With the progression in artificial intelligence image recognition technology, Qrious data scientists decided to transform the unstructured audio files provided by DOC into visual spectrograms.
They could then use image classification technology and machine learning to train a model to automatically identify kiwi calls in those spectrograms.
DOC provided Qrious with 8,000 15-minute audio files as training data sets which had been manually tagged as ‘kiwi’ or ‘non-kiwi’.
Using AWS technology, these recordings were transformed into 900 second spectrograms. Where a kiwi call was identified in the spectrogram, this section was cropped into a seven second segment, and these segments became the training data.
Building the model
An image classification algorithm was then used to build the image recognition model, and a neural network model was trained to automatically classify a spectrogram as ‘kiwi’, ‘other bird’ or ‘background noise’.

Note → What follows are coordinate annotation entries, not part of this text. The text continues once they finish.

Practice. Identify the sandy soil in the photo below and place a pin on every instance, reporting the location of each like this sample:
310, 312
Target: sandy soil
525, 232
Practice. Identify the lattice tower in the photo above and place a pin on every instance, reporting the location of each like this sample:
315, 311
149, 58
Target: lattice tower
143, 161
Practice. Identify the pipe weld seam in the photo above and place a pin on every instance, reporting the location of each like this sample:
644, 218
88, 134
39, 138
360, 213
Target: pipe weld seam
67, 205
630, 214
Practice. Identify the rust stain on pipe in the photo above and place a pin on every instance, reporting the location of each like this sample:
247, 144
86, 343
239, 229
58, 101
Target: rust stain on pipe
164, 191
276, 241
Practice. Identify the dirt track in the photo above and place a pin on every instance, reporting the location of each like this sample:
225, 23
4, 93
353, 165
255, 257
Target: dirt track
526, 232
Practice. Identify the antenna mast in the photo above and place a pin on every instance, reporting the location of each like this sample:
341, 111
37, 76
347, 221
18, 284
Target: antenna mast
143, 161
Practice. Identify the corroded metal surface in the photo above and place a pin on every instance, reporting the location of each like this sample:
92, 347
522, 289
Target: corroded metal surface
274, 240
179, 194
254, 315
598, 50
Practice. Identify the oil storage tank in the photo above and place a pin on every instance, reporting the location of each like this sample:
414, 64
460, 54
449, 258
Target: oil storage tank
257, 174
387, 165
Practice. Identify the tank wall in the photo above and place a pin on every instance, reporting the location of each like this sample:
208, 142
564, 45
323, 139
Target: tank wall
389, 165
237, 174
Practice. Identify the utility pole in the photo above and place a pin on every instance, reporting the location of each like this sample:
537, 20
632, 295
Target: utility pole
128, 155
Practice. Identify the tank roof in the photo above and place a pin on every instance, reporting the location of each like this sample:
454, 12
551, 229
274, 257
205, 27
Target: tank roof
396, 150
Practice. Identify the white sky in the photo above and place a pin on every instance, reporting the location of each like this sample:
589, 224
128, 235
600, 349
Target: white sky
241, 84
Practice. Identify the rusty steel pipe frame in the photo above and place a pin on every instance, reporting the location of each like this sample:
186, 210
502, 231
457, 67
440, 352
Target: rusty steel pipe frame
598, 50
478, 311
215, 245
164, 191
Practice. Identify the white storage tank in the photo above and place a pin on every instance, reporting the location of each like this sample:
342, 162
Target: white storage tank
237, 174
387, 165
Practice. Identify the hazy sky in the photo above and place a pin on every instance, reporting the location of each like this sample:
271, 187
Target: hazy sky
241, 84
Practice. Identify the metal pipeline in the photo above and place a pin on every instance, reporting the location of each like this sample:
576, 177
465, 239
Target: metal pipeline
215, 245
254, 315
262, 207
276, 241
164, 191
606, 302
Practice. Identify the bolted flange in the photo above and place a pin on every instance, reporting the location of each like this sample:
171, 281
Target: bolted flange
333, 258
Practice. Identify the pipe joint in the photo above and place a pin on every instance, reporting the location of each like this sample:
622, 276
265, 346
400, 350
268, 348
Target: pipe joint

To test the model, additional spectrograms were cropped into seven second frames which it was then able to separate into ‘kiwi’ or ‘non-kiwi’ files based on how they matched the training data.
Automating the results
The tool can now automatically convert each recording into 128 cropped image frames and find kiwi sounds within them. If the model believes there is a kiwi in one of the frames, it identifies when and automatically converts that frame back into a sound snippet for DOC’s team to identify.